Twice a week during their get-togethers, Jessica Salazar permits no verbal conversation among her people. Talking doesn't accomplish their mission.
Speech might not be the easiest form of communication, anyway, between dancers with differing dialects. Salazar has a better form, one that kicks aside other language barriers.
"I really believe that through dance we can understand each other," she said. Salazar is founder of the Utah Hispanic Dance Alliance, which will give a pre-Cinco de Mayo concert today at the Rose Wagner Performing Arts Center. The alliance of women and men from all over Latin America has devoted months of Thursday night and Saturday afternoon rehearsals to the event, which is a survey of Mexican cultural history.
During rehearsals, Salazar forbids chatter. Her troupe members can't afford to do much besides dance, after all. They range in age from 15 to 50, and attend college, work graveyard shifts or put in the double shift of day job to homemaker. "Some of them go straight to work after four hours of (dance) practice," Salazar said, adding that when they are on stage, her performers also serve as teachers.
They will teach about Cinco de Mayo, a holiday many Americans aren't too sure about. May 5 is not, as some think, the Mexican independence day. That was back on Sept. 16, 1810, when Mexico won its war with Spain. Cinco de Mayo commemorates an event more than half a century later: On May 5, 1862, the Mexicans, though poorly armed and outnumbered, defeated the invading French army in the battle of Puebla. Although Napoleon III later prevailed and installed his relative, Archduke Maximilian of Austria, as ruler of Mexico, the Mexicans eventually drove him and his soldiers out.
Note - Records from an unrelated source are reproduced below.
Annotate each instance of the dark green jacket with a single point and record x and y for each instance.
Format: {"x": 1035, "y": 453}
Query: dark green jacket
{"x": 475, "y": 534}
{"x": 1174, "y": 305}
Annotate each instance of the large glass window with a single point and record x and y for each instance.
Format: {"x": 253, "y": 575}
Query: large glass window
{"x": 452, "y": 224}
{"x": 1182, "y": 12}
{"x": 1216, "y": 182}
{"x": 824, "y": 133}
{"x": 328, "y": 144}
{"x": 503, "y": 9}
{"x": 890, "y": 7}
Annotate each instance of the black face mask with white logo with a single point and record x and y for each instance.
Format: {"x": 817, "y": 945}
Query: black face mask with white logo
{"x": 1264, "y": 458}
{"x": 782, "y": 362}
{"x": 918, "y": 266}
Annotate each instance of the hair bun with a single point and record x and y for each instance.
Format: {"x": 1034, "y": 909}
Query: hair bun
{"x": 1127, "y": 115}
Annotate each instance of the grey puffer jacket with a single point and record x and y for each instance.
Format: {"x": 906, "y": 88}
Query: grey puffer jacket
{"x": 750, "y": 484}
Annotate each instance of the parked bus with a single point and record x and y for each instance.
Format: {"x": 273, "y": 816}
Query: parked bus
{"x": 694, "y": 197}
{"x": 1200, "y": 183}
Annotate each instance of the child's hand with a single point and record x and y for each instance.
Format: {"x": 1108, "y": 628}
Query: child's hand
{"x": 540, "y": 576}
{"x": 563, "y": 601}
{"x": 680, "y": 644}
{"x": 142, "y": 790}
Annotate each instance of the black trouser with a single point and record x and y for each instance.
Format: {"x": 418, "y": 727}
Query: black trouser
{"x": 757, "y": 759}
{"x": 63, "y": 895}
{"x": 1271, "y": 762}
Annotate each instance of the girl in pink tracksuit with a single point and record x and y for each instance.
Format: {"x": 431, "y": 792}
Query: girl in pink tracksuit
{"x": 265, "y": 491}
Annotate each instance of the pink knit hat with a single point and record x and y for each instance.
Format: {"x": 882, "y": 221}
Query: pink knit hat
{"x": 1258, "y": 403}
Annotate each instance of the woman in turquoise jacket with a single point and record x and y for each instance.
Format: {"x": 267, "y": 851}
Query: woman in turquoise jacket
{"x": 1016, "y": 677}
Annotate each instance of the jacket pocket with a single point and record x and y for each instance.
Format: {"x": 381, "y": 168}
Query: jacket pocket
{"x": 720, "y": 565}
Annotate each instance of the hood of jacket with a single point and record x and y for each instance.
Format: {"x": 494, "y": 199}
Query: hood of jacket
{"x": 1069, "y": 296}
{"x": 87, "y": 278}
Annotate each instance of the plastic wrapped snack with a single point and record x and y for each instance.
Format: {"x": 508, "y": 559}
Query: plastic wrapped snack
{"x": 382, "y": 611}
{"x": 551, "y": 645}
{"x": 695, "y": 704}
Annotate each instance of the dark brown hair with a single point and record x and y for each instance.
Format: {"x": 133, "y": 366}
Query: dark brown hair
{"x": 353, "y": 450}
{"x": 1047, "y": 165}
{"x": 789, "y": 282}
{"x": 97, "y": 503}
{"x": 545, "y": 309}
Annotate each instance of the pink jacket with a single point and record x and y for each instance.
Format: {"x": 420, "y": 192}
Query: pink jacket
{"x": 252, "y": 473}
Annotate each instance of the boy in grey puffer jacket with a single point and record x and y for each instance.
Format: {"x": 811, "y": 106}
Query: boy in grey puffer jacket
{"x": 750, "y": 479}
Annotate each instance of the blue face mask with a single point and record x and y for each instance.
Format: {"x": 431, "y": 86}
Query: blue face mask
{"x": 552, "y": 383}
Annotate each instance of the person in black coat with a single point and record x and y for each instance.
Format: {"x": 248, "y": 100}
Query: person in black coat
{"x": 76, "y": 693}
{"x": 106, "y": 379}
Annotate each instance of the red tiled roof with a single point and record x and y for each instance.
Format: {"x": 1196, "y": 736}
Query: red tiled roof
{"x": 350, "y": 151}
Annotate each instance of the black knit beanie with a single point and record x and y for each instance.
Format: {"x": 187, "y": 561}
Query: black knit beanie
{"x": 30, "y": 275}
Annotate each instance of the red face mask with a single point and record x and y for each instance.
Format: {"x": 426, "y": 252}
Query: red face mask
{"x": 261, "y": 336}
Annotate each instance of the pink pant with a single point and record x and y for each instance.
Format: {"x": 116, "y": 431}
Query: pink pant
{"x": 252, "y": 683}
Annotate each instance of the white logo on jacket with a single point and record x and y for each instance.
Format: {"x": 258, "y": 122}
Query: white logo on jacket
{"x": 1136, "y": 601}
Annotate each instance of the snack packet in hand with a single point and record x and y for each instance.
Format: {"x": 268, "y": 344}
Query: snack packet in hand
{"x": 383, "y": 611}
Yet European art and dance stayed and flourished. The people stirred polka and Spanish flamenco into their indigenous dance forms, and taught all of those moves to their children at weddings, baptisms and other fiestas.
Today's concertgoers will see Mexico's history danced, not told.
There will be Aztec rituals, with dancers resplendent in feathers. The performers will mix mazurkas with fast, light Mexican footwork. And they will swirl across the stage in frothy white costumes from the Pacific coastal state of Veracruz. "That was the site of Cortez's landing in 1519," the beginning of the Spanish conquest. "The foam on the ocean is represented in the amount of lace and ruffles on the dresses."